I went to Princeton, so I know that in earning a Bachelors of the Arts degree it is not necessarily required that one reads Hamlet, or Plato's Dialogues, or The Adventures of Huckleberry Finn, or the Constitution, or The Declaration of Independence, or Moby Dick, or anything that Nietzsche ever wrote. It was never required of me to read Milton, or Donne, or Limbaugh, or Dostoyevsky, or Jefferson. Here I was, at Princeton University, and nobody cared what I thought, except for the physicist John Wheeler, who clenched his fist one day, while we were discussing the Tempest, and told me that today's culture lacked the noble.
Instead of Shakepeare I had some big-wig contemporary names. I had Toni Morrison in this one creative writing class where she taught us how to write long fiction, like novels and things. The assigned reading consisted of books by minorities. All the books had her endorsement stamped 'cross the back cover, and I forget what they were about.
I also had Joyce Carol Oates twice, even though she tried to kick me out the first time, and both times she assigned us anthologies of her buddies' short stories that she'd pasted together. They sucked. In class she often mentioned the "renaissance" that was taking place in the short story form, and that had me perplexed for awhile. For nobody I knew read the stories-- they meant absolutely nothing to the man on the street. Then it hit me. I realized that was exactly the way she wanted it. If normal people read her crap, she would not be considered a writer. She and her willing accomplices in the liberal press were conducting a stealth renaissance, subsidizing their literary journals with the tuition and taxes of the people they pretended to serve. Her arrogance continues to be supported by the political theory that she can write as good as Shakespeare, now that no men are oppressing her. And if you suggest that her work sucks, like we do, a liberal will use that to conclude that it is yet too early to abandon affirmative action. They have it all figured out-- we need more government programs to help the oppressed write the great literature, 'cause men have been hoggin' the literary arts for far too long. Some of 'em ought to go and make laser printers, and open things up a bit for the rest. But you can't pray a lie, and the truth is that the government does not create rugged individuals nor authors. It can only destroy them.

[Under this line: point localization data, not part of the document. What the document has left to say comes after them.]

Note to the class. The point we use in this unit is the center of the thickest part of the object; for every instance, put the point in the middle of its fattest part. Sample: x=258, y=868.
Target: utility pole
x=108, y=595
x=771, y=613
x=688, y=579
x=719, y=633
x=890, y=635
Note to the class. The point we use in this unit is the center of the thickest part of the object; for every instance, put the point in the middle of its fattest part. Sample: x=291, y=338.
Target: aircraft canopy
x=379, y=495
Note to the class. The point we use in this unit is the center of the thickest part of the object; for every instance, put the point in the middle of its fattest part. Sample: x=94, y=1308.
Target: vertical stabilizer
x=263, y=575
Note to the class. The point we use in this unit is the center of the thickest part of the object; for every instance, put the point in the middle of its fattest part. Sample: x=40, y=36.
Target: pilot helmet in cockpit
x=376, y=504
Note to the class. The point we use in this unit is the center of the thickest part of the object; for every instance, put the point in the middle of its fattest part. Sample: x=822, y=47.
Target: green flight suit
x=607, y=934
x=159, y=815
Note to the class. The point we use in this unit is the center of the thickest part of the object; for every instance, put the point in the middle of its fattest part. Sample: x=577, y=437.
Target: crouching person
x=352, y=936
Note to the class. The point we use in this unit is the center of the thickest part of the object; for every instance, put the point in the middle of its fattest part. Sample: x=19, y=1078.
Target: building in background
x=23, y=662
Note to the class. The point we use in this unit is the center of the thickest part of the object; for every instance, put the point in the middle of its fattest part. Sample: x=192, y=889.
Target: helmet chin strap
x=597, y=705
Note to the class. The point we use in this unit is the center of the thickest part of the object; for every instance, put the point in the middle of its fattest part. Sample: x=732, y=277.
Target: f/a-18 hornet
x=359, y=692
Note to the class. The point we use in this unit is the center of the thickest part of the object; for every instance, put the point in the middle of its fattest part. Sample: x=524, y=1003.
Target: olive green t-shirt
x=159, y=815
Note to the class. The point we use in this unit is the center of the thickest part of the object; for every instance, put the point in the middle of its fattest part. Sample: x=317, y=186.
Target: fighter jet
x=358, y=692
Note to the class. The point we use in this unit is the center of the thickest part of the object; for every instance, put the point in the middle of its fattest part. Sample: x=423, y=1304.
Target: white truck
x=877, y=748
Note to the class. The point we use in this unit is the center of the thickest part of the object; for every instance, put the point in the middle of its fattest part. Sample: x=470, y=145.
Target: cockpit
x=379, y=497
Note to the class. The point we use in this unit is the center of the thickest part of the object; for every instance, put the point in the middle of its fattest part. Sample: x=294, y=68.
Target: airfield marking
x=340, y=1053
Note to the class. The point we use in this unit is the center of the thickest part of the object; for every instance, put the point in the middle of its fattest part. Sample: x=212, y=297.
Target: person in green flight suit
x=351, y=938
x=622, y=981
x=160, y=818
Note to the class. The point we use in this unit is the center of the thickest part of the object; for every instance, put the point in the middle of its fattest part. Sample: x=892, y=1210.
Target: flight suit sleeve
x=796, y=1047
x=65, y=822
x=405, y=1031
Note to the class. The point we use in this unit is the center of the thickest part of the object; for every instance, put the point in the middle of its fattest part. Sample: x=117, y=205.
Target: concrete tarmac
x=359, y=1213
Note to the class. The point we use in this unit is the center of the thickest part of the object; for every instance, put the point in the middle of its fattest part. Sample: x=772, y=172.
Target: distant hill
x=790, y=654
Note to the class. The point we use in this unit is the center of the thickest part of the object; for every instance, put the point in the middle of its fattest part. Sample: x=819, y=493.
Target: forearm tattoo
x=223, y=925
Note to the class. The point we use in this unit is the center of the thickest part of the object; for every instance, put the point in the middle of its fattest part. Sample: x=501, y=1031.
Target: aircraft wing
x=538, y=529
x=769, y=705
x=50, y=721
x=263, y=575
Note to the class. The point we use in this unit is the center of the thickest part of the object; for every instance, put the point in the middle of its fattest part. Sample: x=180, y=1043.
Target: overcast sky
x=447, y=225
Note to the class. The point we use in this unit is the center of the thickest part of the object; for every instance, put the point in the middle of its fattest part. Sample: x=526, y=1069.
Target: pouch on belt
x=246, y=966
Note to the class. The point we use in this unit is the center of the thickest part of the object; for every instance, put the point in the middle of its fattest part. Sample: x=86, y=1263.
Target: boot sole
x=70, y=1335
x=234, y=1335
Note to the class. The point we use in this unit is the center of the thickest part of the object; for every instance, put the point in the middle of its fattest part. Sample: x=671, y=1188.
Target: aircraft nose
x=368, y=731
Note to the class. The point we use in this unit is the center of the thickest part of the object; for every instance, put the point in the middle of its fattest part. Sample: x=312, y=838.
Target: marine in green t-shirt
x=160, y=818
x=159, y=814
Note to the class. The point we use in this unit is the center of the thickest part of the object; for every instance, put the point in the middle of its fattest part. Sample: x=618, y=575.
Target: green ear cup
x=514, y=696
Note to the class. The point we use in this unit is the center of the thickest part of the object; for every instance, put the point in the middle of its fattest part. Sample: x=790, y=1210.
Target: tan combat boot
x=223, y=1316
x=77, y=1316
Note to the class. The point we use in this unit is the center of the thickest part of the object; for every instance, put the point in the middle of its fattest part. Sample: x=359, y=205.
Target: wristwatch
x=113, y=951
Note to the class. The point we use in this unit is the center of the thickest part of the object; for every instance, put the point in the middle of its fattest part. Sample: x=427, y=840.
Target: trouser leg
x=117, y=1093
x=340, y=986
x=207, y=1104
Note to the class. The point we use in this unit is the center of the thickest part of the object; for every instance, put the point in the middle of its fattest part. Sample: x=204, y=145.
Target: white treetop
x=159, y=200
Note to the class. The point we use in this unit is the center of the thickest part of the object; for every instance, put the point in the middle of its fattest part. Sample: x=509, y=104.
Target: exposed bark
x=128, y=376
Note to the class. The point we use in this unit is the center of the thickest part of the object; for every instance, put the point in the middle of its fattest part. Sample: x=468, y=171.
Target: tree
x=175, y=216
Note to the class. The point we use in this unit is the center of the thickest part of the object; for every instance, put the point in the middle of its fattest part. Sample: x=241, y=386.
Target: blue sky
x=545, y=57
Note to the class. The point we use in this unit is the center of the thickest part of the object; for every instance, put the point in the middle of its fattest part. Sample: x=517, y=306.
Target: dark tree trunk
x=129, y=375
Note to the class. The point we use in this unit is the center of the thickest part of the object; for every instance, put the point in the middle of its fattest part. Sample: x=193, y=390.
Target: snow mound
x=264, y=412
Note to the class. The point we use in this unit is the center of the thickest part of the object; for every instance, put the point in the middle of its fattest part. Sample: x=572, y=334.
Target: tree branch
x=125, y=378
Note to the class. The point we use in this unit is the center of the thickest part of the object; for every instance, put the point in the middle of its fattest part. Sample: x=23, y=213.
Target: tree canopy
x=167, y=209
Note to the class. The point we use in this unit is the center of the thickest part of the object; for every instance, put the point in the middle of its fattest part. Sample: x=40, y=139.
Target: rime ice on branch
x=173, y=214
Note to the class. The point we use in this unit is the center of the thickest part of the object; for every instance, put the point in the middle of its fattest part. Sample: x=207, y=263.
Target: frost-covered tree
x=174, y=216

Melville's Harvard and Yale had been the deck of a whaling ship, and Twain's training as a writer was received piloting steam-boats on the Mississippi. Being a part of the real world, they learned to write with words that meant things. Joyce Carol Oates never developed a similar sentiment within her soul while sailing the liberal bureaucracy into the sea of nihilism, where it's currently sinking. What she writes means nothing to me-- only the fact that she commandeers a position at a great University like Princeton is of significance. And I also had Russel Banks for a semester.
By far the best creative writing teacher I had at Princeton was the late playwrite Harry Kondoleon. In his class we were assigned texts including, King Lear, Who's Afraid of Virginia Wolf, A Streetcar Named Desire, and Look Back in Anger. He often expressed the view that one should stick to teaching the classics, the tried and true, if one was going to teach anything. He also told us that he was there for the money, primarily, because he wasn't too sure creative writing could be taught. He also thought that Oliver Stone was an idiot, which was cool. He was always up-front and honest in his criticisms, which of course detracted from his popularity with some of the students. But nevertheless, the honesty he professed made him the best creative writing teacher-- the only creative writing teacher-- I ever had at Princeton. He possessed the element that a writer cannot endow a piece of paper with if he does not have it himself-- he had character. And so I dedicate the Beaconway library to him, and all creative writing teachers who possess the courage and depth of soul to be honest.